Component composition is mass%, C: 0.03 to 0.20%, Si: 0.03 to 0.5%, Mn: 0.5 to 2.2%, P: 0.02% or less, S : 0.01% or less, Ti: 0.005 to 0.03%, Al: 0.005 to 0.08%, N: 0.0050% or less, and the carbon equivalent (Ceq) represented by the formula (1) Is 0.30% or more, and the balance consists of Fe and unavoidable impurities,
The {112} <110> orientation strength parallel to the rolling surface at the thickness 1/2 position is 3.0 or more, and the {112} <110> orientation strength parallel to the rolling surface on the steel sheet surface is 2.5 or more A structural high strength thick steel plate excellent in brittle crack propagation arresting characteristics characterized by having a texture.
Ceq = C + Mn / 6 + Cu / 15 + Ni / 15 + Cr / 5 + Mo / 5 + V / 5 (1)

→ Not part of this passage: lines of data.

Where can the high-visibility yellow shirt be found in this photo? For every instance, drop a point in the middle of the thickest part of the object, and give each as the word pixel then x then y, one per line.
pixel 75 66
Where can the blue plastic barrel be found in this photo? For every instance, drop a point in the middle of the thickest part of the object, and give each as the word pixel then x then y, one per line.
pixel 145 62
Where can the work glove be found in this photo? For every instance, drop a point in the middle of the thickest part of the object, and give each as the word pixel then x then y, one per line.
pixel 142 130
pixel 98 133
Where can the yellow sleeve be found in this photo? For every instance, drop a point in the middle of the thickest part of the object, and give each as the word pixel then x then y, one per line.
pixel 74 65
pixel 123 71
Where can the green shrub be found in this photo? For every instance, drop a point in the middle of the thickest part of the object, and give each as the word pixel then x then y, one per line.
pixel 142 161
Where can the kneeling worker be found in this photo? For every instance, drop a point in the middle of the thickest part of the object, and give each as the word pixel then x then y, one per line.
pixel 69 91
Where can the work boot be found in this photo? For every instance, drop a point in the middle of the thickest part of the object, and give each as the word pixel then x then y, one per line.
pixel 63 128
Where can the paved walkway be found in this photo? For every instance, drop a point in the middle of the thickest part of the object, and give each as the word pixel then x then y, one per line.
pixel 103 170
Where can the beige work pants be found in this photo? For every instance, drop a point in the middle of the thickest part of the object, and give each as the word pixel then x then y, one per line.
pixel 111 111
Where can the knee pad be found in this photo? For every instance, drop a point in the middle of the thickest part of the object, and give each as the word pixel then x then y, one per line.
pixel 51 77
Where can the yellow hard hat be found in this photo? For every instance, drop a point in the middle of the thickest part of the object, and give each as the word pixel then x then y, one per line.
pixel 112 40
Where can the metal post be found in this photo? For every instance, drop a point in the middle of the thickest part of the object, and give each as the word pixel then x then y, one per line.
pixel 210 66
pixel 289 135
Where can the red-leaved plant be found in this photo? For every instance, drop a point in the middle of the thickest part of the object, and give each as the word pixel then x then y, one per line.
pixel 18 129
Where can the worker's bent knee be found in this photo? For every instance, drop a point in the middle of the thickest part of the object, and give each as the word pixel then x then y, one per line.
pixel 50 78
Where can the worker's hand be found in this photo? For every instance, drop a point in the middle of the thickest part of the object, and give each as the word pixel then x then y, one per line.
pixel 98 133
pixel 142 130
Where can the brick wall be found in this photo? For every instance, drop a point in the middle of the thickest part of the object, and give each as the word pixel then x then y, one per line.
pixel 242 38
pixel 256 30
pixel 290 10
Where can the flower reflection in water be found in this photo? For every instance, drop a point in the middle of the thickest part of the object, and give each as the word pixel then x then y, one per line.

However, the element symbol in the formula (1) indicates the content (mass%) of each element, and is 0 when not contained. The structural high strength with excellent brittle crack propagation arresting characteristics according to claim 1, characterized in that the structure at a position of 1/2 to 1/4 of plate thickness is a structure in which ferrite-pearlite has an area ratio of 60% or more. Strength thick steel plate. The structural high strength with excellent brittle crack propagation arresting characteristics according to claim 1, characterized in that the structure at the position of 1/2 to 1/4 of plate thickness is a structure in which ferrite-bainite is 60% or more in area ratio. Strength thick steel plate.   In addition to the above component compositions, Nb: 0.005 to 0.05%, Cu: 0.01 to 0.5%, Ni: 0.01 to 1.5% and Cr: 0.01% by mass. The structural high strength steel plate excellent in the brittle crack arresting property according to any one of claims 1 to 3, which contains one or more selected from 0.5%.   In addition to the above component compositions, Mo: 0.01 to 0.5%, V: 0.001 to 0.10%, B: not more than 0.0030%, Ca: not more than 0.0050%, and REM in mass% The structural high strength steel sheet excellent in brittle crack propagation arresting properties according to any one of claims 1 to 4, characterized in that it contains one or more selected from 0.0100% or less. . It is a manufacturing method of the high strength thick steel plate for structures as described in any one of Claims 1-5,
Heating a steel material having the above composition to a temperature of 1000 to 1200 ° C.,
Then, after rough rolling, during finish rolling before or finish rolling, the temperature of the steel sheet surface was heated to less than the Ar ₃ point (Ar ₃ point +170) ° C., Ar ₃ or more points (Ar ₃ point +150) ° C. below the temperature Hot rolling at a finish rolling finish temperature of Ar ₃ or more at a cumulative rolling reduction in the range of 45% to 90% and a rolling reduction per pass of 3% to 35%,
Subsequently, it is cooled to 600 ° C. or less at an average cooling rate of 2.0 ° C./s or more and 10.0 ° C./s or less at the central portion of the plate thickness. High strength thickness for structure excellent in brittle crack propagation arresting characteristics Method of manufacturing steel plate. After the said cooling, tempering process is further performed to the temperature of 250 degreeC or more and Ac ₁ point, The manufacturing method of the high strength thick steel plate for structures excellent in the brittle crack propagation stop characteristic of Claim 6 characterized by the above-mentioned.